In line with event cancellations across the region, the Jeddah Season festival, scheduled for June and July, was called off.
“To all Jeddah residents, it’s with feelings of deep sadness that we have had to take this tough decision. The spread of coronavirus is a battle we all must face around the globe, and it’s with no hesitation that we are respecting all measures needed to meet the current health emergency,” festival organisers said in a statement reported in the Saudi Gazette.
The Jeddah Season festival is one of the many cultural events designed to promote Saudi tourism that have been postponed or cancelled, including the Red Sea International Film Festival.
Gulf officials introduced measures to cushion their economies from the coronavirus-related fallout. The Central Bank of the United Arab Emirates announced a stimulus package of $27.3 billion and the Saudi Arabia Monetary Authority revealed a $13.3 billion stimulus plan to sustain the country’s private sector.
The United Arab Emirates, which has 140 known cases of COVID-19 virus infection, suspended issuing labour permits and visas upon arrival.

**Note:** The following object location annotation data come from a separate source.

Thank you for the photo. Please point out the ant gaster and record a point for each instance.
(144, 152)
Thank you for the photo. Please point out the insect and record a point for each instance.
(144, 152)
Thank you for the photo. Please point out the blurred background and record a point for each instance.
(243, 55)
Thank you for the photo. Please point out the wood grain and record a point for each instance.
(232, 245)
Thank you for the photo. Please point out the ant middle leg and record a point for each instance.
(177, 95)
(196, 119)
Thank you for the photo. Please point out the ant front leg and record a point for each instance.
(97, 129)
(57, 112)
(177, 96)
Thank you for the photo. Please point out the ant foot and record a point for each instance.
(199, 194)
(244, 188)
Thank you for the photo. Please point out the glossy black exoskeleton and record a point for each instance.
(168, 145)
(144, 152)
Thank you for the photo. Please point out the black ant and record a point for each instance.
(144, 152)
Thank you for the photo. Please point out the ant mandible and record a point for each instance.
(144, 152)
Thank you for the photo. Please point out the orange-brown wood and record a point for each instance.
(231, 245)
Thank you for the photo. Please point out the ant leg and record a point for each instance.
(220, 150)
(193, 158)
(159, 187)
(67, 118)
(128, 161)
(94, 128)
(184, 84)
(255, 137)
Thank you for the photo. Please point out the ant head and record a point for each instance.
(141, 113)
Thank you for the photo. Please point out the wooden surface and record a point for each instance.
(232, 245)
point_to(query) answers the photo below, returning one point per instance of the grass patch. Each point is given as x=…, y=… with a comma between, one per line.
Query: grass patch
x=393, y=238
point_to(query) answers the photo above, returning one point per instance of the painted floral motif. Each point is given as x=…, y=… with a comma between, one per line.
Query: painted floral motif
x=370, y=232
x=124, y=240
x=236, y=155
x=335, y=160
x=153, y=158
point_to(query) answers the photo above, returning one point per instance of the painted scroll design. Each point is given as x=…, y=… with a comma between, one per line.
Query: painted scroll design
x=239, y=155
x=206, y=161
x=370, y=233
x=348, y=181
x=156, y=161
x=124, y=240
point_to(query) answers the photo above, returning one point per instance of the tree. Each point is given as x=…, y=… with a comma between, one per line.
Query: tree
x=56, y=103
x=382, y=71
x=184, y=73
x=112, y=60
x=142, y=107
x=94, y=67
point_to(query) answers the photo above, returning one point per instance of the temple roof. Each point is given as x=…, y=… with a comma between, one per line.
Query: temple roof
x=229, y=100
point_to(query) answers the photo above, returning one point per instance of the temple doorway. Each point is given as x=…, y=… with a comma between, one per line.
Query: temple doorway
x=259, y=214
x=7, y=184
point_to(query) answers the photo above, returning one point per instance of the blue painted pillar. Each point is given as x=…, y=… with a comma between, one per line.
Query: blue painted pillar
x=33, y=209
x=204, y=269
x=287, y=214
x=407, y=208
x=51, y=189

With 460 individuals infected with coronavirus, Qatar has the highest number of infection cases of any Arab country. Qatari Emir Sheikh Tamim bin Hamad al-Thani halted all commercial flights to Doha for two weeks, suspended public transportation and required students to attend classes remotely.
Qatar Airways, the country’s national carrier, also suspended activities, Reports indicated that the airline was furloughing a large number of its staff members, including 200 Filipino workers.

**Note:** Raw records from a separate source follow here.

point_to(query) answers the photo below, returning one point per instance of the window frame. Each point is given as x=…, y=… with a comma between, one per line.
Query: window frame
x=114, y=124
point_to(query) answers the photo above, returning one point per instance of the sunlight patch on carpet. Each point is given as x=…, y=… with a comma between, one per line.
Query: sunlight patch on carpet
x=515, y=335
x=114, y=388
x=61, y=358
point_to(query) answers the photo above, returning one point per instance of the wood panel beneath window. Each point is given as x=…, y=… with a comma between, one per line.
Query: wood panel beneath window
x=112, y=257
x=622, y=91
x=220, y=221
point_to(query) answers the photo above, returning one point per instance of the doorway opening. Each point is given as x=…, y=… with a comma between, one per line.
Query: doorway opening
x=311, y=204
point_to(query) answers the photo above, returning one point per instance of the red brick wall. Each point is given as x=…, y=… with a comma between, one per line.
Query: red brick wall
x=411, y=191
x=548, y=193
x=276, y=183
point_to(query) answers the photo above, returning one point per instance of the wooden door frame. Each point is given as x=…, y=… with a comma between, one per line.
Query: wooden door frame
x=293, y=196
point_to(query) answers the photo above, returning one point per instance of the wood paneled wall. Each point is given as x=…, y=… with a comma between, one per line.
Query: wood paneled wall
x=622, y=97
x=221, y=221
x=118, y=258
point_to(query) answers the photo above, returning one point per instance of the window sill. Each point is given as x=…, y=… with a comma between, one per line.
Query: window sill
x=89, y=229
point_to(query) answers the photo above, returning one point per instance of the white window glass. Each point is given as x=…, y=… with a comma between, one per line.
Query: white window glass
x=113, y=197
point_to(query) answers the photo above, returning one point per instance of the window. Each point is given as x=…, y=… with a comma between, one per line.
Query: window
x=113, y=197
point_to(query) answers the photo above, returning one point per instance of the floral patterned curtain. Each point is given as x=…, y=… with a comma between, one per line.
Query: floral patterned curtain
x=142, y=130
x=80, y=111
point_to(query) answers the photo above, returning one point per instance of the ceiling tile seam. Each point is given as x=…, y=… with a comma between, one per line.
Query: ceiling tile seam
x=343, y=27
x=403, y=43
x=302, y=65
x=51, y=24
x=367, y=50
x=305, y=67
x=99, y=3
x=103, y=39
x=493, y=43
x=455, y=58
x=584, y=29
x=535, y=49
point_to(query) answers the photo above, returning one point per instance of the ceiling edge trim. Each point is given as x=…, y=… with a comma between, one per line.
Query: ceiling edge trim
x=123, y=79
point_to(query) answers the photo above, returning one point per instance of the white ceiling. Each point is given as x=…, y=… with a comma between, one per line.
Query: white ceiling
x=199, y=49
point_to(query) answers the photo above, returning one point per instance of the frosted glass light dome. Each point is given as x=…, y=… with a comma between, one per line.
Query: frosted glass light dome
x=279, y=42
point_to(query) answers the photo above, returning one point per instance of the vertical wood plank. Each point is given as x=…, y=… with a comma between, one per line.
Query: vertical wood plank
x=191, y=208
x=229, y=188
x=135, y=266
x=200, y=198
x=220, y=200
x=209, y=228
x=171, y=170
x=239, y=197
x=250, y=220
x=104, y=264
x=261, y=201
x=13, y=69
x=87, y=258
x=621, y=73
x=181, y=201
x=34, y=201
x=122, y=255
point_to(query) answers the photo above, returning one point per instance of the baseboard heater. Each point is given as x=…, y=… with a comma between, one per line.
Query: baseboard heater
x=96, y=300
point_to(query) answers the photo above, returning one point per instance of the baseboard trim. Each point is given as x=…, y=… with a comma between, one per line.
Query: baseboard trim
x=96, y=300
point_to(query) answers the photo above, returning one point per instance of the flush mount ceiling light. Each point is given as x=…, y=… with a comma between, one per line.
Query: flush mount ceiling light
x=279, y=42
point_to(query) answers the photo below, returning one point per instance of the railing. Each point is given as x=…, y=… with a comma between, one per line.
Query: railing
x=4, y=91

In Oman, 48 cases of COVID-19 virus have been reported. The government urged tourists to leave the country “at the earliest” possible time because of coronavirus measures in place.
The Kuwaiti Health Ministry announced six new coronavirus cases had been detected, putting the total at 148. Kuwaiti authorities were considering a curfew and pardoning debts for nationals for six months, Al-Qabas newspaper reported.
Saudi Arabia announced it would host a virtual G20 summit to discuss tackling the coronavirus pandemic.
“The Saudi G20 presidency is communicating with G20 countries to convene an extraordinary virtual G20 leaders’ summit next week to advance a coordinated response to the COVID-19 pandemic and its human and economic implications,” a statement released March 18 said.
“The summit will build on the ongoing efforts of the G20 finance ministers and central bank governors, senior health, trade and foreign affairs officials to further develop the precise requirements and actions needed.”